Les archéologues vivent pour les artefacts. Lorsqu’ils déterrent ces fragments du passé – un lambeau de tissu, un pot en argent, un mur en ruine, une écriture ancienne – ils commencent lentement, pièce par pièce, à construire leur compréhension d’une culture disparue depuis longtemps.
Ces artefacts sont les clés du passé. Sans eux, nous ne savons que peu de choses, voire rien du tout, des gens qui nous ont précédés. Avec les artefacts, cependant, nous arrivons à comprendre les croyances, les valeurs, les coutumes et les comportements de ces gens. En bref, nous arrivons à comprendre leur culture.
Comme tout archéologue vous le dira, les artefacts sont essentiels pour comprendre la culture. S’il n’y avait pas un petit artefact appelé “la pierre de Rosette”, par exemple, nous pourrions encore nous gratter la tête devant ces drôles de dessins sur les murs égyptiens. Et s’il n’y avait pas ces “drôles de dessins” eux-mêmes (c’est-à-dire les hiéroglyphes), nous ne saurions peut-être rien de l’Égypte ancienne.

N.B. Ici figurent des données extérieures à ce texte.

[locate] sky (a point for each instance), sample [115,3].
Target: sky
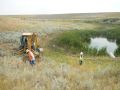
[17,7]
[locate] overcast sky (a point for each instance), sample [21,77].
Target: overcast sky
[8,7]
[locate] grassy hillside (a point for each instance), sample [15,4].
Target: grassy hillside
[59,69]
[78,40]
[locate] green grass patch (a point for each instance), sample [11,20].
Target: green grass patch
[75,41]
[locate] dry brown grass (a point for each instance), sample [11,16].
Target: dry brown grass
[99,74]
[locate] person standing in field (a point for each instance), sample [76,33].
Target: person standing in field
[31,57]
[81,58]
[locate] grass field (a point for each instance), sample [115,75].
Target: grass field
[59,69]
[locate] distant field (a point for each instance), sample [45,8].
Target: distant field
[59,69]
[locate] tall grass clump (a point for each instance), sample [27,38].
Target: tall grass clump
[75,41]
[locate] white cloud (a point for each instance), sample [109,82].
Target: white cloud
[57,6]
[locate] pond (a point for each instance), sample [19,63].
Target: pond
[100,43]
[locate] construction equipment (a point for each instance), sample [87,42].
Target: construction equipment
[30,41]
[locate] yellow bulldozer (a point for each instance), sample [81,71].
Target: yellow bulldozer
[30,41]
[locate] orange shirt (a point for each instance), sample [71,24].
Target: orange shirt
[30,55]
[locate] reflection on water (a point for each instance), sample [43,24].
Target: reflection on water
[100,43]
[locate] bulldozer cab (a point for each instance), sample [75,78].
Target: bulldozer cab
[29,41]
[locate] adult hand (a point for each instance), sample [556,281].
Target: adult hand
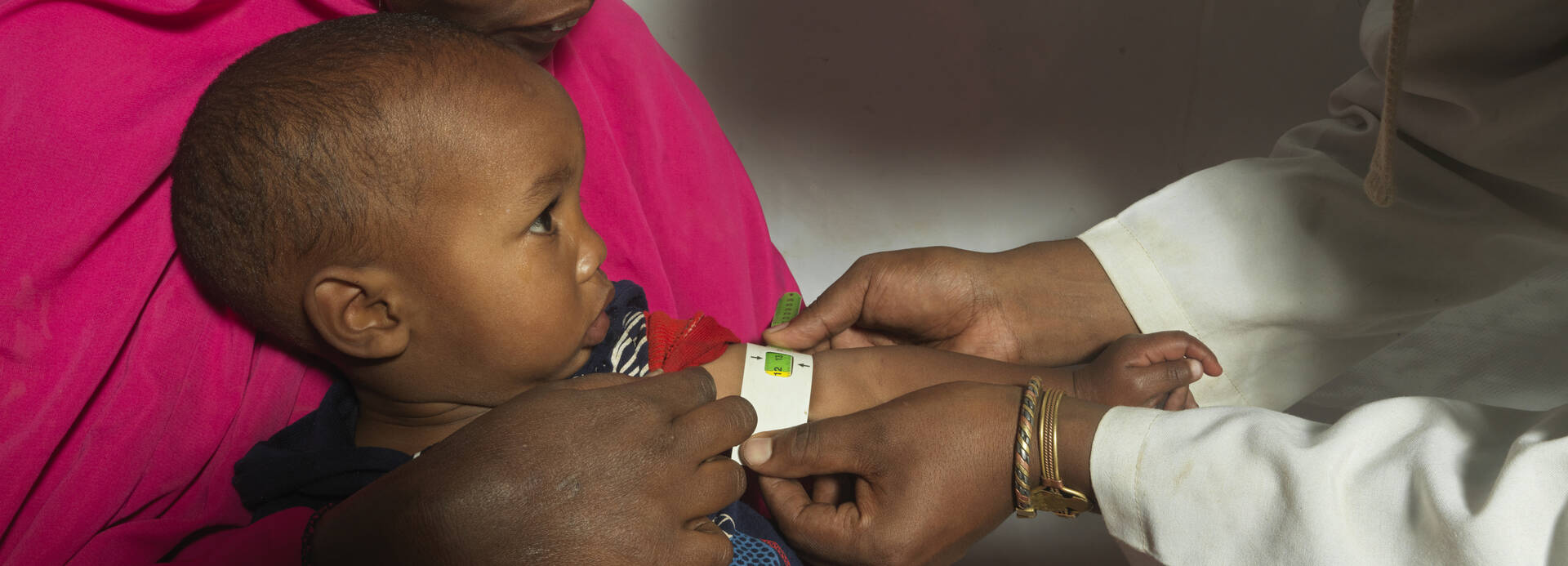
[562,474]
[930,474]
[1043,305]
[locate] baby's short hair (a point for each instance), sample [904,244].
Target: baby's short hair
[305,151]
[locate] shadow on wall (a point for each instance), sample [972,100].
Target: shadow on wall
[1087,85]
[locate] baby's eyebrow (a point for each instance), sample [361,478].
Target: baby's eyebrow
[555,177]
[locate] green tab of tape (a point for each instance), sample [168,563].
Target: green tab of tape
[789,306]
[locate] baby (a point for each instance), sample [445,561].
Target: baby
[397,196]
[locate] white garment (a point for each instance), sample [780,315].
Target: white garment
[1291,274]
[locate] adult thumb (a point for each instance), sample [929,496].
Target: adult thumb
[833,312]
[830,446]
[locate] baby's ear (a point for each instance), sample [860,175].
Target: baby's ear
[358,311]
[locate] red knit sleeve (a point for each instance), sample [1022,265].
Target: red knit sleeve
[676,344]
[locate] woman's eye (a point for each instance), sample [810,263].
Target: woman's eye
[543,225]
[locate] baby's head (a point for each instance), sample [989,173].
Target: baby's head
[399,196]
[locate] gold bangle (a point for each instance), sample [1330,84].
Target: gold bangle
[1027,409]
[1051,494]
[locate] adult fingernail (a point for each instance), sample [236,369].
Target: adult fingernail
[756,450]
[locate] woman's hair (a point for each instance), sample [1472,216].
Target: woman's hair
[305,151]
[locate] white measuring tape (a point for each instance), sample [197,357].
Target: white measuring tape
[778,385]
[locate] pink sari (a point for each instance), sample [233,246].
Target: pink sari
[126,399]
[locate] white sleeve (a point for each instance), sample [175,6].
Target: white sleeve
[1291,274]
[1409,480]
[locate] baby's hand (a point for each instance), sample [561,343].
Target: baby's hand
[1148,371]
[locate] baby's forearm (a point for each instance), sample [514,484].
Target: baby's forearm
[860,378]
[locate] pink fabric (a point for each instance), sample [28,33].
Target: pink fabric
[126,399]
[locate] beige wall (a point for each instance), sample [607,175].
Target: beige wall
[883,124]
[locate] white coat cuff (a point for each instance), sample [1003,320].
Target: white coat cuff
[1114,466]
[1150,298]
[1138,283]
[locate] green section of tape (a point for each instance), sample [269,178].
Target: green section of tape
[787,308]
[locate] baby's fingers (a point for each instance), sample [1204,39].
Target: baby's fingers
[1165,383]
[1174,345]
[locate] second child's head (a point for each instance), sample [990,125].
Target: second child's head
[399,196]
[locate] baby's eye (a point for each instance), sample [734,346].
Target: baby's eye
[545,223]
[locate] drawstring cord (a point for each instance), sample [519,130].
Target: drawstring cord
[1379,184]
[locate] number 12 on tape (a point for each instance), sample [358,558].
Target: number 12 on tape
[778,385]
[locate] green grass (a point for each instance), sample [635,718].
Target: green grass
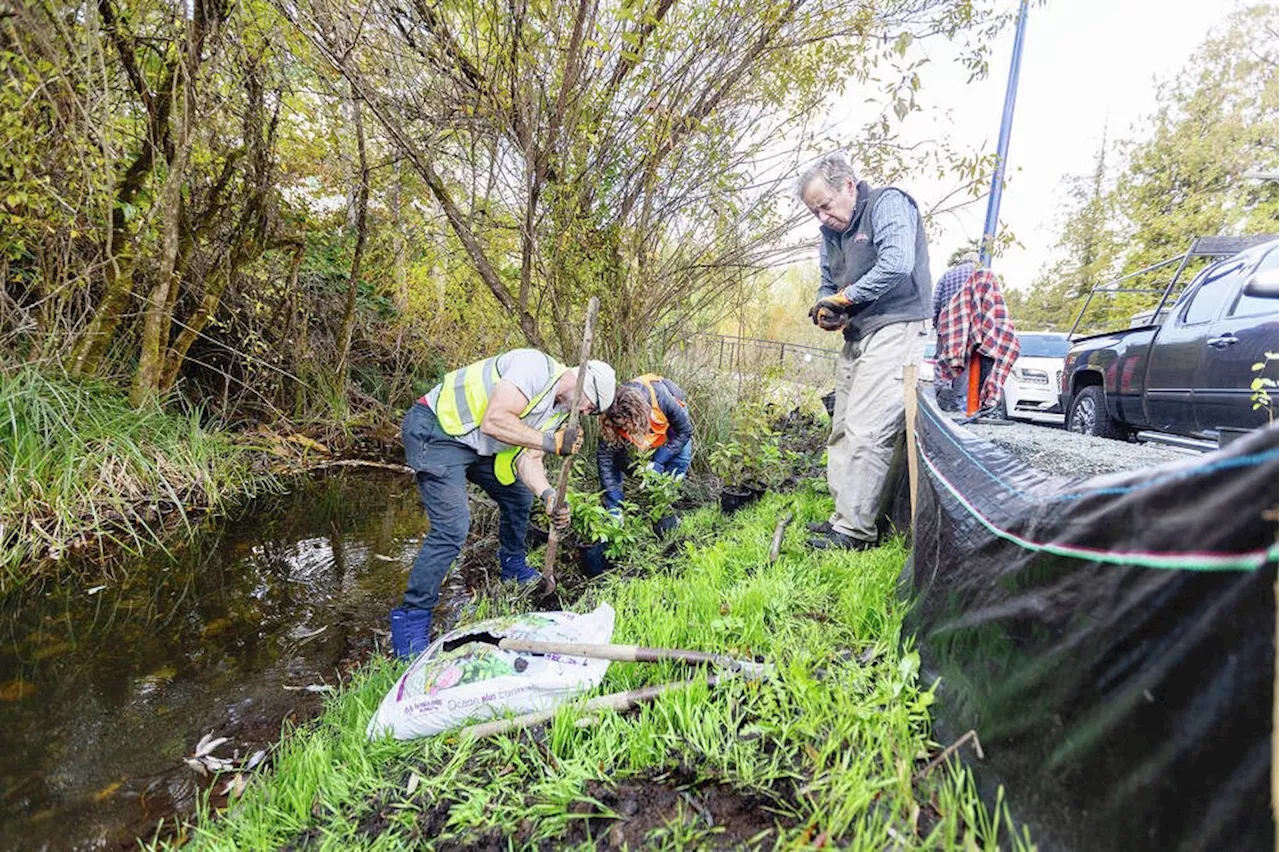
[833,743]
[78,466]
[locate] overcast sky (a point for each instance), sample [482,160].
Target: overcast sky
[1087,65]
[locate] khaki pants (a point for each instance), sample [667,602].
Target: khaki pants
[868,421]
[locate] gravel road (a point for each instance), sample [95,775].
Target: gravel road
[1061,453]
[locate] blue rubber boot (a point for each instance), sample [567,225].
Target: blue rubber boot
[517,571]
[410,632]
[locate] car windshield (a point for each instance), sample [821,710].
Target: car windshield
[1042,346]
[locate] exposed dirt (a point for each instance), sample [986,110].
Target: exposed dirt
[635,812]
[629,814]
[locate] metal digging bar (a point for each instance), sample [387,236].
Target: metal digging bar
[593,307]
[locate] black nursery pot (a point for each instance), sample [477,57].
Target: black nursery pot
[592,558]
[735,498]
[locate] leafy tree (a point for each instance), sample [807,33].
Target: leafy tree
[1205,163]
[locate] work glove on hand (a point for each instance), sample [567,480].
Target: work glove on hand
[831,321]
[563,441]
[828,312]
[558,518]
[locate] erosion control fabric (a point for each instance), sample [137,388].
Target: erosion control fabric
[1110,639]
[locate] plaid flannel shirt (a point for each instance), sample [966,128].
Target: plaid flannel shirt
[977,319]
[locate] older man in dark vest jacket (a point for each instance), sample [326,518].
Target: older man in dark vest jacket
[876,288]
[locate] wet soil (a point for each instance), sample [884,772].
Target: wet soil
[630,814]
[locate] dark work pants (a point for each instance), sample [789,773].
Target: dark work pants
[443,467]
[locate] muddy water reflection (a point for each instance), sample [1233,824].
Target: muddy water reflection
[106,685]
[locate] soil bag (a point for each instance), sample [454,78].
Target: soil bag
[465,677]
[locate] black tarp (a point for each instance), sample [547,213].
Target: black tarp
[1110,639]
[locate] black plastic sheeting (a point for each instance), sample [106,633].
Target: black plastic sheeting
[1111,639]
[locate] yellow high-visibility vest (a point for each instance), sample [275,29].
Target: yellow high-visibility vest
[465,397]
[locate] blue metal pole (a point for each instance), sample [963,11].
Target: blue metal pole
[1006,123]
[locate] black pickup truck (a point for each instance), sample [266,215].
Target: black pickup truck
[1189,370]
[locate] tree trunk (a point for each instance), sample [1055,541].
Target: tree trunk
[361,210]
[158,312]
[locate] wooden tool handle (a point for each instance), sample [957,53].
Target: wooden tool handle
[593,308]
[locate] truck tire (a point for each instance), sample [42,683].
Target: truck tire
[1088,415]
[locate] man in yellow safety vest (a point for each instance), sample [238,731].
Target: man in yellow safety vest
[489,422]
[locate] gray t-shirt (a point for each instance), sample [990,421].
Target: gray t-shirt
[530,371]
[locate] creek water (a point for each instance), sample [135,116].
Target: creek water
[108,681]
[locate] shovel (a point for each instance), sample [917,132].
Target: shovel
[638,654]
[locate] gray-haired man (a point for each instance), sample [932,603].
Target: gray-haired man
[876,287]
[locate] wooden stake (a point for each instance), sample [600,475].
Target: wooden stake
[777,537]
[618,701]
[973,401]
[593,307]
[913,462]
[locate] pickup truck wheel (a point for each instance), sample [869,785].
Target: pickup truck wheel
[1089,416]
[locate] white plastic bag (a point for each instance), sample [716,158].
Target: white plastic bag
[475,681]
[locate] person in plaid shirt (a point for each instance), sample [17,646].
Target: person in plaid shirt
[874,287]
[950,393]
[977,319]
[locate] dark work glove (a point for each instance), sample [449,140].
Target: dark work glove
[563,441]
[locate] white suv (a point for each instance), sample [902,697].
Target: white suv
[1032,386]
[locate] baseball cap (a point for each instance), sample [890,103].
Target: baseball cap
[600,384]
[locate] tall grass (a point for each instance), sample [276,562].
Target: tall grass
[81,468]
[835,743]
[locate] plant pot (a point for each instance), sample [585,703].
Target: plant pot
[735,498]
[593,559]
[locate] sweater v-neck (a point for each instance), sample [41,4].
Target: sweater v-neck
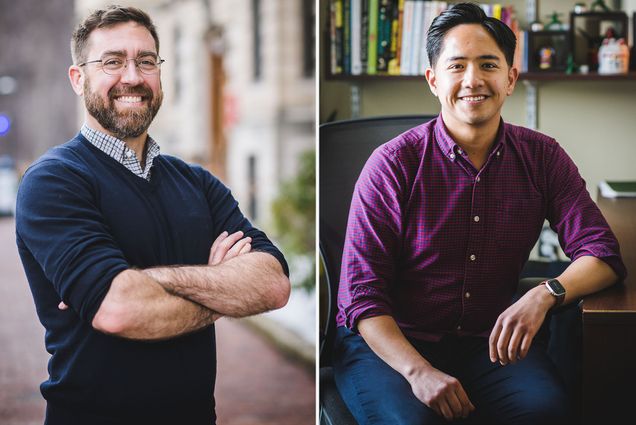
[121,168]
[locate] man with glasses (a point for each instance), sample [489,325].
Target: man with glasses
[132,255]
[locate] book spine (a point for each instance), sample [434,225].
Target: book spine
[339,36]
[396,38]
[384,36]
[333,66]
[356,42]
[407,37]
[346,40]
[372,47]
[364,35]
[417,37]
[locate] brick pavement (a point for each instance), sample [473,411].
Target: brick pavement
[256,385]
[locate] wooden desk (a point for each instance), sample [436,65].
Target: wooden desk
[609,331]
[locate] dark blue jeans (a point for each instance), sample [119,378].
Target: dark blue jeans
[528,392]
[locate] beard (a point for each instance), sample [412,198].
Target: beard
[123,124]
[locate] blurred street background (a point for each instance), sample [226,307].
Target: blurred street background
[239,99]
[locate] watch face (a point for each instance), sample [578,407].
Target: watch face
[556,287]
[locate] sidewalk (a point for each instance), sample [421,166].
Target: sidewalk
[256,384]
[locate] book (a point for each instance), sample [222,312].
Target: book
[618,189]
[364,35]
[384,36]
[356,40]
[396,37]
[372,47]
[338,28]
[407,37]
[418,18]
[346,38]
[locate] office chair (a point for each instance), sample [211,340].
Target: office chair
[344,147]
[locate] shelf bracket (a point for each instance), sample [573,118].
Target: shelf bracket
[532,102]
[355,100]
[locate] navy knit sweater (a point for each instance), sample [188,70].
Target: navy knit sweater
[81,219]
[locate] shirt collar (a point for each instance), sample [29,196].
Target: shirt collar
[450,148]
[120,152]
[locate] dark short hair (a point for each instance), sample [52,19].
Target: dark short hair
[469,13]
[104,18]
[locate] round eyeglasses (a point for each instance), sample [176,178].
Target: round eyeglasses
[115,65]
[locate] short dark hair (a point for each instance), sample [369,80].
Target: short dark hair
[104,18]
[469,13]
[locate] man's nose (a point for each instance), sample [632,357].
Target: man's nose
[472,76]
[130,74]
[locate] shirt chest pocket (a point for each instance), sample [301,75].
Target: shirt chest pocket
[518,224]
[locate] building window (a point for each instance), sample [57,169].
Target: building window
[256,39]
[177,62]
[252,189]
[309,38]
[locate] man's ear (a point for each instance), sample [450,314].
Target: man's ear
[513,74]
[76,76]
[430,79]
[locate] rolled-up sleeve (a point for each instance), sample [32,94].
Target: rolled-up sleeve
[372,240]
[582,229]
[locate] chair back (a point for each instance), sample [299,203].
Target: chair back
[344,148]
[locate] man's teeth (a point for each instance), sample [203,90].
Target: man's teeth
[129,99]
[474,98]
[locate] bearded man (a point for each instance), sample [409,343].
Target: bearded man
[132,255]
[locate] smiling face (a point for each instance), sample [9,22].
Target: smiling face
[121,105]
[471,78]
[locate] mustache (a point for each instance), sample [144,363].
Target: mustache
[125,91]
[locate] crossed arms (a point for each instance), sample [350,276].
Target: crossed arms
[165,302]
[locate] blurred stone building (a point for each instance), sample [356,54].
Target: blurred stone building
[36,100]
[239,88]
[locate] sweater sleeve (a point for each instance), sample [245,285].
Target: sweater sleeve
[228,217]
[60,224]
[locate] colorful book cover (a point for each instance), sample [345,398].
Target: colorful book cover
[396,38]
[364,35]
[339,36]
[407,37]
[372,55]
[418,14]
[384,36]
[356,41]
[346,38]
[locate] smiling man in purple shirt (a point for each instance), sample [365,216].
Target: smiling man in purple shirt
[442,220]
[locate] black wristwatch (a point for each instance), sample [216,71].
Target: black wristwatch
[556,289]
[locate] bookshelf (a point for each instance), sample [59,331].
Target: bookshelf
[357,84]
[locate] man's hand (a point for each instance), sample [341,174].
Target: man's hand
[441,392]
[224,248]
[516,327]
[227,246]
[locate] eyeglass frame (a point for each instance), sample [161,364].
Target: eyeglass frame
[125,65]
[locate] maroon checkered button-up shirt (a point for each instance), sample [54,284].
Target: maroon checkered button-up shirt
[439,245]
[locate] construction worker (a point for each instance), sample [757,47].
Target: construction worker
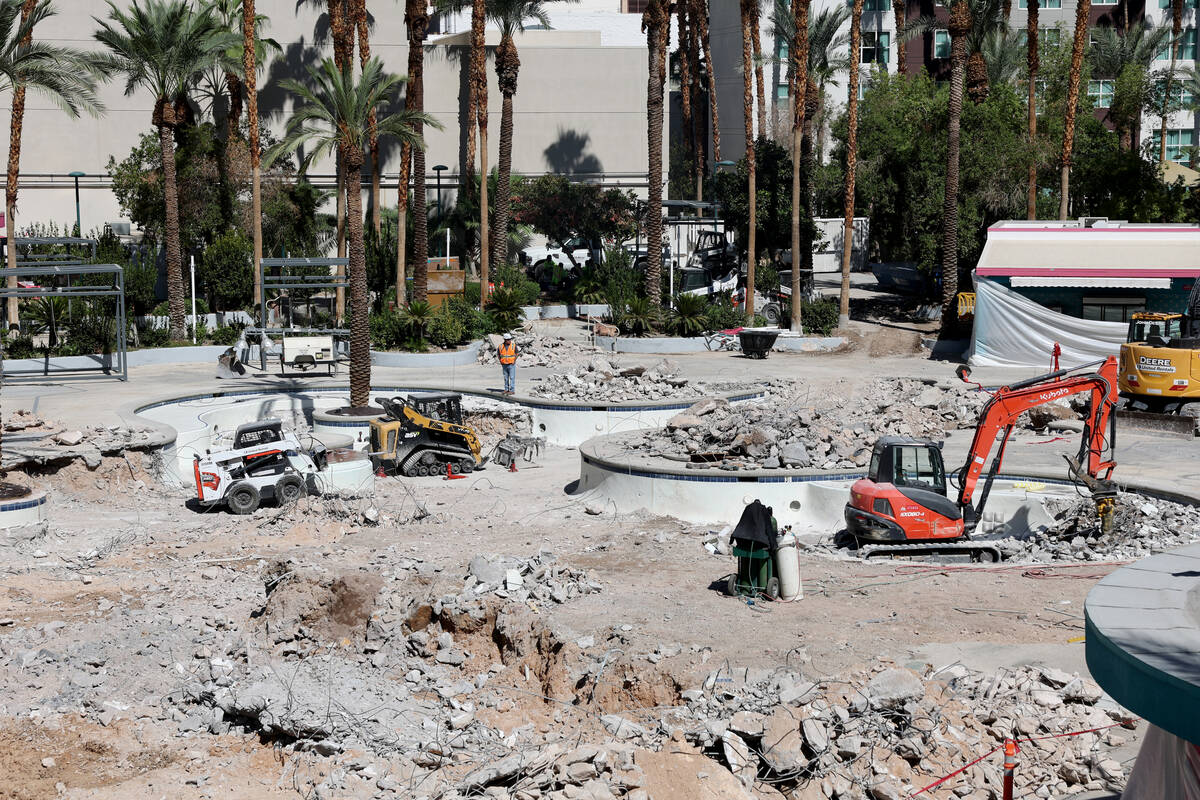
[509,364]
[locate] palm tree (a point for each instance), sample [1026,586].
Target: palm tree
[960,28]
[657,24]
[1176,43]
[1073,79]
[334,115]
[1032,64]
[479,83]
[417,17]
[60,73]
[799,53]
[701,17]
[749,23]
[847,230]
[1114,54]
[359,17]
[162,46]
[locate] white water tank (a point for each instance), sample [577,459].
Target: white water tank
[787,566]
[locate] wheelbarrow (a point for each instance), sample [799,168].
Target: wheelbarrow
[756,344]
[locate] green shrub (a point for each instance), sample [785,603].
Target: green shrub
[690,316]
[820,317]
[163,308]
[226,269]
[514,280]
[639,318]
[445,330]
[721,314]
[505,311]
[227,335]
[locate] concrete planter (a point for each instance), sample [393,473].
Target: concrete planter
[667,346]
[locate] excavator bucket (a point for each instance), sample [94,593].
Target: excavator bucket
[1170,423]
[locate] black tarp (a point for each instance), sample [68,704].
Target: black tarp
[757,524]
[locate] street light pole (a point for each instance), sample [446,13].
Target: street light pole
[439,169]
[77,175]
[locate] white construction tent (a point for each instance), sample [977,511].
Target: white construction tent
[1033,275]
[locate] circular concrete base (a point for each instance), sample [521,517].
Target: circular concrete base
[21,511]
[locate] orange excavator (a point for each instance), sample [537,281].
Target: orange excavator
[901,506]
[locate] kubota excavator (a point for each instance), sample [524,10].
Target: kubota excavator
[901,507]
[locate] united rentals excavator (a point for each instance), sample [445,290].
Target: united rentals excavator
[424,434]
[901,507]
[1161,368]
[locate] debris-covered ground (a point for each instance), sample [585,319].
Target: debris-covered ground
[489,637]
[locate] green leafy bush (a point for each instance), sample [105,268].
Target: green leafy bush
[505,311]
[514,280]
[690,316]
[820,317]
[639,318]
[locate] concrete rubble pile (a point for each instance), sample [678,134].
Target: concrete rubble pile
[1141,525]
[790,429]
[603,379]
[534,350]
[33,441]
[887,733]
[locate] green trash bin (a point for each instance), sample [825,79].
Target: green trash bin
[756,570]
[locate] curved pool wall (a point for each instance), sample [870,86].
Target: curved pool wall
[809,500]
[207,421]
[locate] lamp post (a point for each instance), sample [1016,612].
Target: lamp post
[439,169]
[77,175]
[717,204]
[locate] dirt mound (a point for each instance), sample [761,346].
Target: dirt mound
[305,605]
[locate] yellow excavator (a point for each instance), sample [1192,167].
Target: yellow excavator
[1159,378]
[424,434]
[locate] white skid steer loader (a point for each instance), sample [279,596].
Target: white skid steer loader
[264,463]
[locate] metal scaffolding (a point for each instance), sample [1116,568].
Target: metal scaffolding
[57,272]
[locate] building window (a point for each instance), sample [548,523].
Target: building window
[875,47]
[1101,91]
[941,43]
[1187,47]
[1113,310]
[1179,143]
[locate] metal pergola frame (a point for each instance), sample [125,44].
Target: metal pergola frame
[283,281]
[65,270]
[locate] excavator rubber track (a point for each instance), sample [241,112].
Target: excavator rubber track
[977,551]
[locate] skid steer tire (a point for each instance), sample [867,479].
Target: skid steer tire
[243,498]
[288,489]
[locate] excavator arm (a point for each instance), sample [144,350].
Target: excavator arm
[1000,415]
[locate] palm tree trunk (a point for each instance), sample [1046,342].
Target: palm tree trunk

J’ai toujours pensé qu’il serait passionnant de participer à une fouille archéologique. Imaginez simplement avoir la chance d’aider à déterrer des artefacts qui racontent une histoire – qui transmettent une culture ! Ce serait très enrichissant.
Alas, ce que j’ai vécu de plus proche d’une fouille archéologique, c’est en regardant Les Aventuriers de l’Arche perdue. Mais même cela était suffisant pour me tenir en haleine ! Bien sûr, les scènes de combat et de poursuite étaient passionnantes, mais lorsqu’Indiana Jones a trouvé et exploré la chambre déserte, j’ai eu l’impression d’être à ses côtés. Quel frisson cela doit être pour les archéologues, me suis-je dit, de découvrir quelque chose qui a été caché pendant des milliers d’années… de trouver un objet qui détient des clés culturelles du passé.
Parce que c’est exactement ce que sont les artefacts – des clés culturelles.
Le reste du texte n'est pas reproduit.